A commonly used approach by multiple vendors to help reduce hallucination is Retrieval Augmented Generation (RAG). In the RAG model, the LLM will also have access to a knowledge base to help get accurate answers.

Cohen explained that RAG is one technique that DSAIL uses to address the hallucination problem, but that it is only part of the approach. He noted that with DSAIL the output from the RAG technique would still need to be run through the gauntlet of checks, before being returned to the user as a result, to encourage limit hallucination.

IBM watsonx serves as a foundational building block for Jaxon

Jaxon uses models from IBM‘s watsonx foundation library as building blocks for its AI systems.

Cohen explained that the IBM StarCoder model is used specifically for the code generation step in Jaxon AI. Jaxon uses StarCoder’s capabilities to automatically produce initial code for AI projects based on the design and requirements collected, as one step in Jaxon’s overall methodology for building custom AI systems.

The StarCoder LLM is an open-source effort that was originally launched back in May, with uphold from ServiceNow and Hugging Face. Savio Rodrigues, VP, of ecosystem engineering and developer advocacy at IBM told VentureBeat that IBM was actually one of the founding contributors to the StarCoder project. He also noted that IBM partners closely with Hugging Face to help bring open models to enterprise users.

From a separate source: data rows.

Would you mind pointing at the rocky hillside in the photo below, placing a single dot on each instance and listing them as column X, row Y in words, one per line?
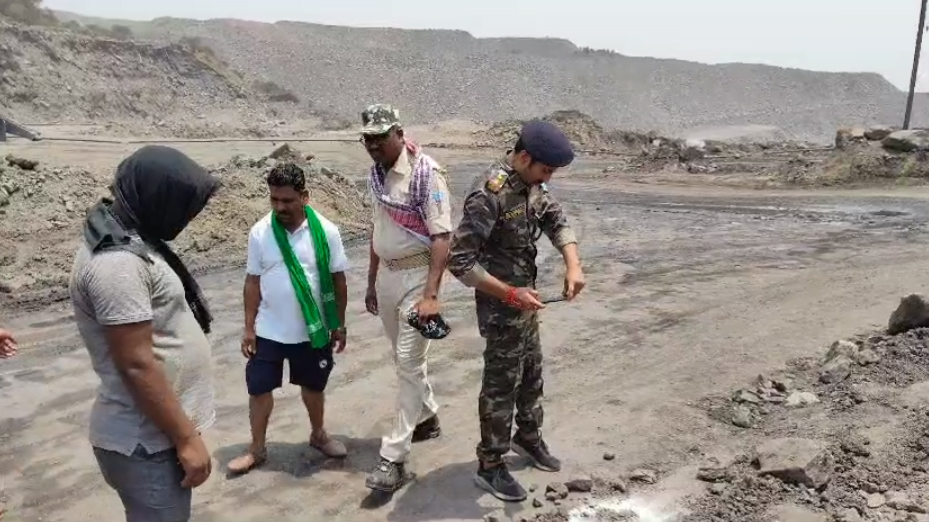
column 439, row 74
column 56, row 74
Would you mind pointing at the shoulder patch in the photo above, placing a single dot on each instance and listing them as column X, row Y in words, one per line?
column 495, row 183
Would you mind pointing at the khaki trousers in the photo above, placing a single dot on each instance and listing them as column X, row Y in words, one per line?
column 397, row 292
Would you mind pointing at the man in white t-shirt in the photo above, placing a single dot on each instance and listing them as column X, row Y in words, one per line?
column 277, row 322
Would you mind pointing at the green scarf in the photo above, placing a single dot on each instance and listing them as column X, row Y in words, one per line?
column 319, row 334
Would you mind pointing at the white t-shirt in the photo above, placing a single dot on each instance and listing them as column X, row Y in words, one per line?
column 279, row 316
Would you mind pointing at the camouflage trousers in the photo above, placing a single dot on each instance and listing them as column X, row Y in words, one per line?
column 512, row 382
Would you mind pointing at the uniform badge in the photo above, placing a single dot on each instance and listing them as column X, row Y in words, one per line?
column 496, row 183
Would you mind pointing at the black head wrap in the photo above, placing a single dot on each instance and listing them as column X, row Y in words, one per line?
column 158, row 191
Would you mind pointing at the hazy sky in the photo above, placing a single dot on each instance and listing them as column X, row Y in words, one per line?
column 828, row 35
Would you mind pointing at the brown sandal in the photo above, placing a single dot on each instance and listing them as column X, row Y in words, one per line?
column 247, row 462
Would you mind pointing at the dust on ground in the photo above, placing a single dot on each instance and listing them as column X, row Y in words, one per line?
column 692, row 291
column 43, row 209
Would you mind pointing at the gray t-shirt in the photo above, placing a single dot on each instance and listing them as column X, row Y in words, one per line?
column 118, row 287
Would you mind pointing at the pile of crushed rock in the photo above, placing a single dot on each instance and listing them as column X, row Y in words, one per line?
column 798, row 471
column 836, row 473
column 42, row 211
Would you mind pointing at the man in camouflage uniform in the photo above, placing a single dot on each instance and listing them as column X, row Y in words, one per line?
column 493, row 250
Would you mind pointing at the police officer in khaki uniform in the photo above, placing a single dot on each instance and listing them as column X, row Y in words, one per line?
column 493, row 250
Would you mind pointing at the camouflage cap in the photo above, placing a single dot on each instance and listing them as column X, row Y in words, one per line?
column 379, row 119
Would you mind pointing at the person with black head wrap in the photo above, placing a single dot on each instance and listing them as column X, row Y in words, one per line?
column 494, row 251
column 144, row 322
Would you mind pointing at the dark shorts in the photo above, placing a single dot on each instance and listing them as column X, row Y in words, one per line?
column 309, row 367
column 149, row 484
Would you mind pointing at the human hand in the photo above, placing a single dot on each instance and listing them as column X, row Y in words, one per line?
column 427, row 307
column 248, row 343
column 574, row 282
column 8, row 346
column 524, row 299
column 338, row 338
column 371, row 301
column 196, row 461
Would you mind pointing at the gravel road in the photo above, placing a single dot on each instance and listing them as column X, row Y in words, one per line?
column 692, row 291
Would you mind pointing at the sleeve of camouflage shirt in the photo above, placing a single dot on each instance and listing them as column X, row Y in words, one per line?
column 481, row 209
column 554, row 223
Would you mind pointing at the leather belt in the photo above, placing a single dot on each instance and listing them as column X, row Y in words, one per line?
column 407, row 263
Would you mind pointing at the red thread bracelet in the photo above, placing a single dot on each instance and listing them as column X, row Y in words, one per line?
column 511, row 297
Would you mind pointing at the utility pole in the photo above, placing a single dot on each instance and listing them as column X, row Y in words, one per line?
column 919, row 44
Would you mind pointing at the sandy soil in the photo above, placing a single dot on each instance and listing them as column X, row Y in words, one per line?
column 692, row 292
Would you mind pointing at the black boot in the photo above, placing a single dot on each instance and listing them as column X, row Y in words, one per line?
column 387, row 476
column 537, row 453
column 427, row 429
column 498, row 482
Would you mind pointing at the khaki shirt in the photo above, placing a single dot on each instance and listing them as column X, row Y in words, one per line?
column 391, row 241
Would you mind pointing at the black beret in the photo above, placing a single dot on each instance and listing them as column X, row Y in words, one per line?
column 547, row 144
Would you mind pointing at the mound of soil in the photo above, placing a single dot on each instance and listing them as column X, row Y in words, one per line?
column 818, row 401
column 42, row 212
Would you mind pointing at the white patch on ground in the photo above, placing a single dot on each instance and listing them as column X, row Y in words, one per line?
column 643, row 510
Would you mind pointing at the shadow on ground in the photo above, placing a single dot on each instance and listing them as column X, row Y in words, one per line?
column 447, row 493
column 299, row 460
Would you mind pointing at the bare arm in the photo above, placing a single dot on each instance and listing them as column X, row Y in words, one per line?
column 438, row 259
column 341, row 295
column 439, row 222
column 131, row 350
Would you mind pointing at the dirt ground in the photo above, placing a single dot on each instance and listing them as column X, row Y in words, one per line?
column 693, row 290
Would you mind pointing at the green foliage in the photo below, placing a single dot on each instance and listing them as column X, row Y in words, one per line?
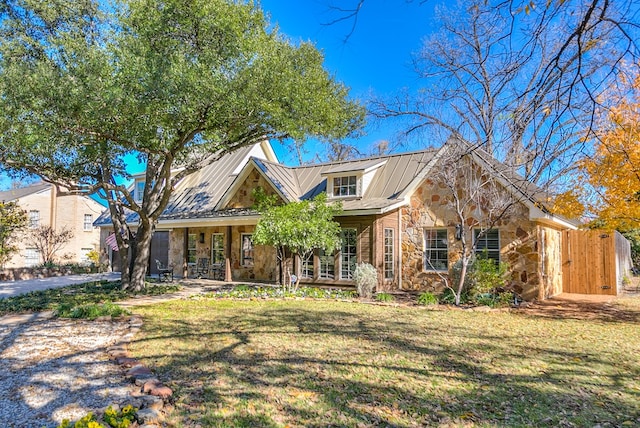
column 12, row 220
column 176, row 83
column 76, row 295
column 249, row 292
column 113, row 418
column 384, row 297
column 302, row 226
column 427, row 298
column 366, row 279
column 485, row 275
column 90, row 311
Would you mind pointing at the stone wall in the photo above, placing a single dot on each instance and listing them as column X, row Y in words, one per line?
column 429, row 208
column 263, row 269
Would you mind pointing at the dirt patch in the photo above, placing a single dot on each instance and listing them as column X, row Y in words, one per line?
column 623, row 308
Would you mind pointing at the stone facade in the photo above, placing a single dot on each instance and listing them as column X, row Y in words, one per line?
column 519, row 244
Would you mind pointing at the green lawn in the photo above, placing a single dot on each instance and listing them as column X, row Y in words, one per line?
column 325, row 363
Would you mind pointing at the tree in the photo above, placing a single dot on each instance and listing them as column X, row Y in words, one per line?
column 48, row 241
column 13, row 220
column 297, row 227
column 177, row 83
column 613, row 171
column 523, row 86
column 477, row 201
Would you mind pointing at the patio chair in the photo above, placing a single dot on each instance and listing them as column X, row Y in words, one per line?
column 164, row 272
column 202, row 267
column 216, row 271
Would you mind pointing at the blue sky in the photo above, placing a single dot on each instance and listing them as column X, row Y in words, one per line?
column 376, row 59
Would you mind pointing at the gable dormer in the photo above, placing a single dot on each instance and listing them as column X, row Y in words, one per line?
column 349, row 181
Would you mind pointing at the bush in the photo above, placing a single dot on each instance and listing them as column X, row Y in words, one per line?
column 113, row 419
column 427, row 298
column 384, row 297
column 90, row 311
column 366, row 279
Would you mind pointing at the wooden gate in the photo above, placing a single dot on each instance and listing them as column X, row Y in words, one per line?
column 589, row 262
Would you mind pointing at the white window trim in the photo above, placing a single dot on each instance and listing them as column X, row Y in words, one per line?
column 428, row 267
column 331, row 189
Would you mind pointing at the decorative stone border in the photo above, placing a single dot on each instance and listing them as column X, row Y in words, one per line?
column 152, row 396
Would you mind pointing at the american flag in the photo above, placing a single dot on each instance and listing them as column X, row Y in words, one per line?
column 111, row 241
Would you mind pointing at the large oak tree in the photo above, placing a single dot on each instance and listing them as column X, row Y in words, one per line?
column 177, row 83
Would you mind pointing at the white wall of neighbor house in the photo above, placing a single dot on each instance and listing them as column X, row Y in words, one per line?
column 49, row 208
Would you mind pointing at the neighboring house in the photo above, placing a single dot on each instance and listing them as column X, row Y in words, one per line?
column 45, row 206
column 393, row 218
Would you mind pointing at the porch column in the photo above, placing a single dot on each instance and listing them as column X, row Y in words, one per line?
column 185, row 251
column 227, row 257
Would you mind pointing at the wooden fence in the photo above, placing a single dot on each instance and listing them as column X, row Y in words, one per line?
column 594, row 262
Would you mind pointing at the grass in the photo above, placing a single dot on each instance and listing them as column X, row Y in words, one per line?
column 296, row 363
column 75, row 295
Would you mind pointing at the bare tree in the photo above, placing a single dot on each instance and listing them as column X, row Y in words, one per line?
column 522, row 79
column 48, row 241
column 477, row 201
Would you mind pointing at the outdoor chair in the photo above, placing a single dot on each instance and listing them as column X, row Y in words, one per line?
column 202, row 267
column 164, row 272
column 216, row 271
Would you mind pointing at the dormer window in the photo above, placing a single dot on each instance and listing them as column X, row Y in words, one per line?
column 345, row 186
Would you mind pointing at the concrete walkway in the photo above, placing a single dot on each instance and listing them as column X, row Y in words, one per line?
column 15, row 288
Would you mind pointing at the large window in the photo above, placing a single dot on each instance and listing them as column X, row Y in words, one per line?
column 487, row 242
column 307, row 266
column 191, row 248
column 34, row 219
column 217, row 249
column 31, row 257
column 88, row 222
column 388, row 254
column 348, row 253
column 246, row 252
column 436, row 249
column 345, row 186
column 327, row 265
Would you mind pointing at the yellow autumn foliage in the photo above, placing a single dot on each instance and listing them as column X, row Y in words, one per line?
column 614, row 168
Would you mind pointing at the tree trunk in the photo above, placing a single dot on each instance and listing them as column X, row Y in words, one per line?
column 142, row 250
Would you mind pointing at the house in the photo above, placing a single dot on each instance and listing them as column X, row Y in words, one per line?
column 394, row 217
column 46, row 206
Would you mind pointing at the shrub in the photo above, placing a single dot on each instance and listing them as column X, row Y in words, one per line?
column 366, row 279
column 427, row 298
column 90, row 311
column 384, row 297
column 113, row 419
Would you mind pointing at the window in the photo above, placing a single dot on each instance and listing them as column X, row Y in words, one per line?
column 488, row 240
column 31, row 257
column 327, row 265
column 307, row 267
column 348, row 253
column 345, row 186
column 34, row 219
column 388, row 254
column 217, row 249
column 191, row 248
column 139, row 191
column 436, row 249
column 88, row 222
column 246, row 255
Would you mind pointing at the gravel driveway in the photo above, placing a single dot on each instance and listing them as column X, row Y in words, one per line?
column 55, row 369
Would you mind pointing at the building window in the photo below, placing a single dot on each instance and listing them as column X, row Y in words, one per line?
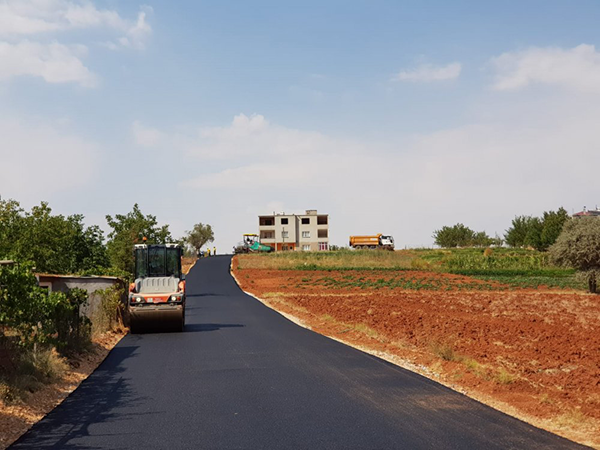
column 46, row 285
column 266, row 221
column 266, row 235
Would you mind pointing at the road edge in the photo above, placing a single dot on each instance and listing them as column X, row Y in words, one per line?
column 501, row 407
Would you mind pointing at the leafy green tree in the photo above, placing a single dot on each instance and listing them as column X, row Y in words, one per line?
column 454, row 236
column 54, row 243
column 533, row 238
column 200, row 235
column 130, row 229
column 481, row 239
column 578, row 246
column 516, row 235
column 539, row 233
column 553, row 223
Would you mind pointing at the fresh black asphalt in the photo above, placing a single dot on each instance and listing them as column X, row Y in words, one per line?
column 242, row 376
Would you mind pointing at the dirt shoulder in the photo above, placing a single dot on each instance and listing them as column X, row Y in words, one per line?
column 534, row 354
column 16, row 419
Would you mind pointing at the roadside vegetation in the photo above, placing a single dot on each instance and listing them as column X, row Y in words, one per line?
column 41, row 332
column 530, row 259
column 505, row 266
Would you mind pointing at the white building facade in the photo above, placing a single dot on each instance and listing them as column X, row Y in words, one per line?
column 303, row 232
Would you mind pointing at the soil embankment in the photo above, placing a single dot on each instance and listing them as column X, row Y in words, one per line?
column 534, row 354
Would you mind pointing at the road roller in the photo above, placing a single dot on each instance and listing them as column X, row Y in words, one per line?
column 157, row 296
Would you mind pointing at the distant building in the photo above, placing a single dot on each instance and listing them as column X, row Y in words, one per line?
column 588, row 213
column 302, row 232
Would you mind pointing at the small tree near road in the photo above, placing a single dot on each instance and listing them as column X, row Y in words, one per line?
column 199, row 236
column 578, row 246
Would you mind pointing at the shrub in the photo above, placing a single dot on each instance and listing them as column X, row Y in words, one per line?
column 110, row 314
column 578, row 246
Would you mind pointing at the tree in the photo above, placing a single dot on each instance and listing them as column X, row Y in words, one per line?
column 199, row 236
column 578, row 246
column 54, row 243
column 454, row 236
column 553, row 223
column 131, row 229
column 536, row 232
column 533, row 238
column 516, row 235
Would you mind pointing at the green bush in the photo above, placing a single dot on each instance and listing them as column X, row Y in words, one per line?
column 39, row 317
column 578, row 246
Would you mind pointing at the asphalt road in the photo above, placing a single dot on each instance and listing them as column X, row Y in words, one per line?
column 242, row 376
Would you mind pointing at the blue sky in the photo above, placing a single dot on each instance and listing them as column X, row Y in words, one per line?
column 394, row 117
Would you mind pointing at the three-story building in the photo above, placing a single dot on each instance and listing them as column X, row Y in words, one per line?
column 304, row 232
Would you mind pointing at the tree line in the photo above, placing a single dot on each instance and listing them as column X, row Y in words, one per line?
column 570, row 242
column 60, row 244
column 39, row 241
column 538, row 233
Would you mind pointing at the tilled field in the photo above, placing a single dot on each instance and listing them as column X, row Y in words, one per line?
column 532, row 353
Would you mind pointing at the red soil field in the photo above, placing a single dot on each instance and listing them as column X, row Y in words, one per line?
column 534, row 354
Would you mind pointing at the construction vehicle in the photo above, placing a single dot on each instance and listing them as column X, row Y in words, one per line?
column 157, row 296
column 251, row 244
column 377, row 241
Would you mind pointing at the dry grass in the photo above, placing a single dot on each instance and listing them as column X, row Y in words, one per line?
column 366, row 330
column 444, row 351
column 503, row 377
column 35, row 369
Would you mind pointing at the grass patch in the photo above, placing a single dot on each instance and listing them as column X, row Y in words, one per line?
column 32, row 370
column 444, row 351
column 365, row 329
column 503, row 377
column 512, row 268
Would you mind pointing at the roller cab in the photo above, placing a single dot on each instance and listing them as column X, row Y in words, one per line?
column 157, row 296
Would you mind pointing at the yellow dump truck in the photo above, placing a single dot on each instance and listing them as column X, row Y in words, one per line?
column 376, row 241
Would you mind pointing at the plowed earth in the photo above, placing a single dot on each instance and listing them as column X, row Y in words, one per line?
column 534, row 354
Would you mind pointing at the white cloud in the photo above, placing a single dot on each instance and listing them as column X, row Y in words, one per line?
column 577, row 68
column 146, row 136
column 38, row 160
column 479, row 174
column 49, row 59
column 138, row 33
column 27, row 17
column 54, row 62
column 429, row 73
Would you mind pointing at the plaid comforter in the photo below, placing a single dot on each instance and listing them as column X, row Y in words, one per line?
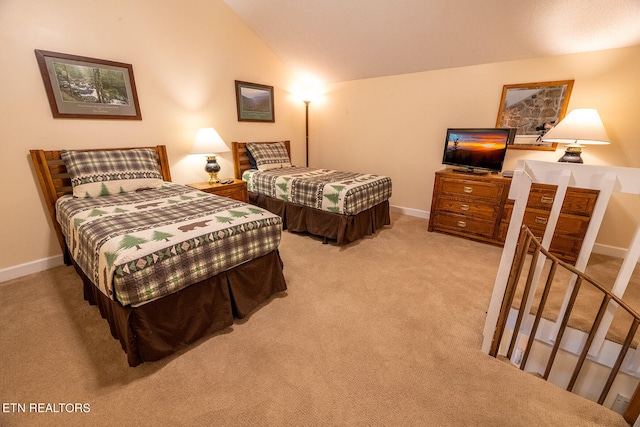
column 345, row 193
column 140, row 246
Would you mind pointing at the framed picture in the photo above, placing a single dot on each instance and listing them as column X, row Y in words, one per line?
column 254, row 102
column 88, row 88
column 533, row 109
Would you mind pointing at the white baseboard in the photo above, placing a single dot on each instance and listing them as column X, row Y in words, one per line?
column 30, row 268
column 613, row 251
column 54, row 261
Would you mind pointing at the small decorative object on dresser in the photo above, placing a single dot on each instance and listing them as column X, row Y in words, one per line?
column 477, row 207
column 209, row 143
column 237, row 189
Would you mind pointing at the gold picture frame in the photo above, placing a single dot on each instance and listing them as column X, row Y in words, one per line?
column 88, row 88
column 533, row 108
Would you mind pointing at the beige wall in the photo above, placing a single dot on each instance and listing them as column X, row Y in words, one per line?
column 396, row 125
column 185, row 56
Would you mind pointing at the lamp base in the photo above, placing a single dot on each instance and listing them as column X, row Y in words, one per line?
column 572, row 154
column 212, row 168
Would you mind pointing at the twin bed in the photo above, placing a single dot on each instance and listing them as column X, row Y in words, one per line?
column 167, row 264
column 341, row 206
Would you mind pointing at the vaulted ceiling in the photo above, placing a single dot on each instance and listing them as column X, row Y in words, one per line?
column 340, row 40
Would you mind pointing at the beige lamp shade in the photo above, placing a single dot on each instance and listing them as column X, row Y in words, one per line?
column 581, row 126
column 208, row 142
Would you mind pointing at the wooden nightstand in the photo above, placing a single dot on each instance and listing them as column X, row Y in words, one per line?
column 237, row 190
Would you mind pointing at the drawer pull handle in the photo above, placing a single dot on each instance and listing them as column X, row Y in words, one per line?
column 541, row 220
column 546, row 199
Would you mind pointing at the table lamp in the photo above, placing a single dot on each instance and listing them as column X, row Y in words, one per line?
column 580, row 127
column 209, row 143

To be clear, IBM has multiple code-generation LLM tools in its watsonx library. While StarCoder has broad capabilities, IBM’s own models are focused on specific use cases.  IBM has used its own code generation LLM to help with COBOL code migration and build quantum computing applications.

The market for generative AI and LLM technology is a competitive one, with big players including OpenAI, Microsoft, Google and Amazon Web Services (AWS).

IBM is looking for its slice of the market, specifically looking to help out developers and independent software vendors (ISVs) appreciate Jaxon AI through a program it calls IBM Build. 

Rodrigues explained that IBM Build provides partners with access to watsonx, technical assistance, and go-to-market uphold. The overall goal is to furnish organizations with reliable trusted AI foundation models, with consistent pricing, performance and availability.

“We know our customers trust the approach that IBM has taken with AI from the standpoint of how we train our models and the legal checks we go through,” Rodriques said.